We have written previously about the importance of the right venue. A show can crackle with electricity in one room and fizzle in another. Interact Theatre finds the perfect vibe in The Lab for its production of "Hot Jazz at Da Funky Butt." Rough stone walls, dark corners and a hollow echo make a ghostly atmosphere for a play that takes place largely in the Louisiana State Insane Asylum and conjures the haunts of New Orleans Jazz. Lighting designer Marcus Dilliard finds so many articulate angles and Thomas Sandelands' sound hits with eerie resonance.

Interact's loose scenario glances at the story of how jazz rose up in the New Orleans steam 100 years ago. The upper crust fret over a new and raucous music that sets hips on swivels. The famed voodoo practitioner Marie Laveau (Zena Moses) drifts among the characters -- casting spells and setting the course for what would become America's most distinctively musical idiom.

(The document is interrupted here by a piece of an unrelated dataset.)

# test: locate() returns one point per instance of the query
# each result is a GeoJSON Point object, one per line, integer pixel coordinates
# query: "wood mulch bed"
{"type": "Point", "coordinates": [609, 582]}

And driving the pulse is Rue Fiya, a New Orleans jazz group that has collaborated with Interact to produce the piece. Moses, Jeremy Phipps, Thomas West, Dave Strong and Eugene Harding cut through the murky air with improvised licks that become part of the show, and simultaneously comment on the action. In the end, they take over in a party that spills into the audience.

The script, credited to Interact Artistic Director Jeanne Calvit and writer Dario Tangleson, supposes that a storm strands this musical group (Rue Fiya) at the state asylum. There, stories spin out about jazz's early days, and the spirit of "King" Buddy Bolden, often credited as the creator of jazz, is invoked.

Story, though, takes a definite back seat to spectacle and music. Interact's actors are like a sprawling mob of raw emotion. Composer Aaron Gabriel's music expresses a caustic edge in songs about Jim Crow laws and the hypocrisy of churches that segregated worshippers. Singer Ivory Doublette shines as she belts out "Sin in Sin-copation," and Reginald Haney follows with a love ballad. Moses fills the spaces throughout with musical interludes that act as narration.

This is by no means a history lesson that ever reaches coherence. I'm not sure it was intended that way. The whole thing is something of a Brechtian scene -- aware of its presentation, proud of its unkempt spirit and eager to ride the scales of jazz. It's funky and fun.